А бедный Джиркин доныне бродит по дебрям Сибири. Весь в черном, с бледно-зеленым лицом, он неустанно идет по тайге; всходит на горы, опускается в темные долины, взбирается на высокие утесы; а черные думы рвут его сердце, и он стонет от боли. И нет у него крова, нет утешения, нет ему смерти!
Только узнали люди, что если услышишь в тайге его стон, то нужно сказать:
«Ступай, спи себе, бедный Джиркин, мирно спи!» — и тогда он на всю будущую ночь уходит в глубокую пещеру и сидит там не двигаясь и хорошо ему.

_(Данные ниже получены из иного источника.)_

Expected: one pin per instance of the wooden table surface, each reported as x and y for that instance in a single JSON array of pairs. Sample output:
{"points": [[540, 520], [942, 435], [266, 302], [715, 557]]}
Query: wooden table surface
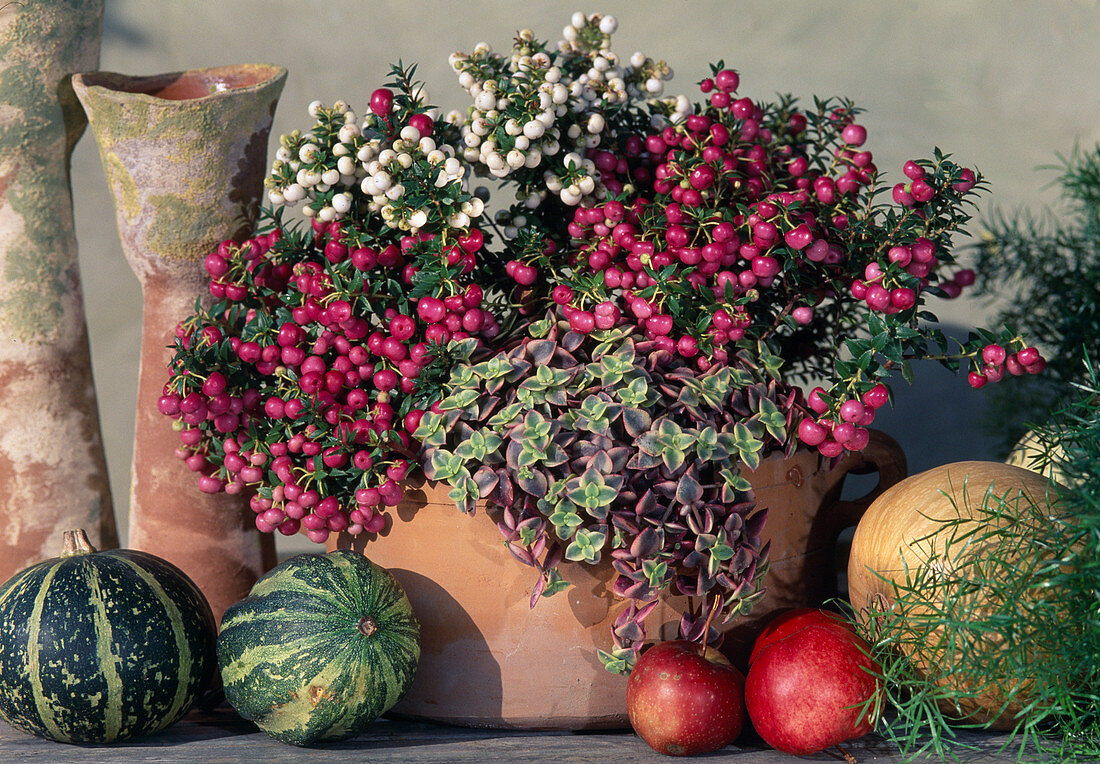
{"points": [[221, 737]]}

Когда же над миром сбирается буря; когда в страхе замрут звери и птицы и перестает шуметь великая тайга; когда перед первым ударом грома притаит дыхание все живущее и настает великое затишье, — тогда с высоких гор раздаются тяжелые вздохи, и слышат их люди и знают, что это Джиркин, чуя бурю, вспоминает страшный день проклятья, и черные думы терзают и рвут его сердце и больно ему!
Кончил старый Фома и замолк, погрузившись в раздумье. Молчал и Ивась, следя задумчивым взглядом за золотистыми змейками, что без конца рождались от робкого блеска звезд на темных водах Енисея: родится, блеснет, извиваясь, и тонет в бездне…
— Деда! — тихо проговорил мальчик.
— Что тебе?
— А ты его видел?
— Ни, родимый, не видел! да и не можно видеть его: прячется он от людей, чтоб не испугать их лицом своим…
— А как же ты знаешь, что он в черном ходит и что лицо у него страшное?
— Гм! а это так старики говорят… Помнишь вот Игната-сплавщика, который еще утонул-то прошлым летом?
— Помню!
— Так вот, плыл он однажды Енисеем. Ночь лунная такая, светлая была. Плывут они с товарищем, не гребя, вниз по течению и замолкли что-то… только глядь, а на вершине утеса стоит кто-то и смотрит на реку.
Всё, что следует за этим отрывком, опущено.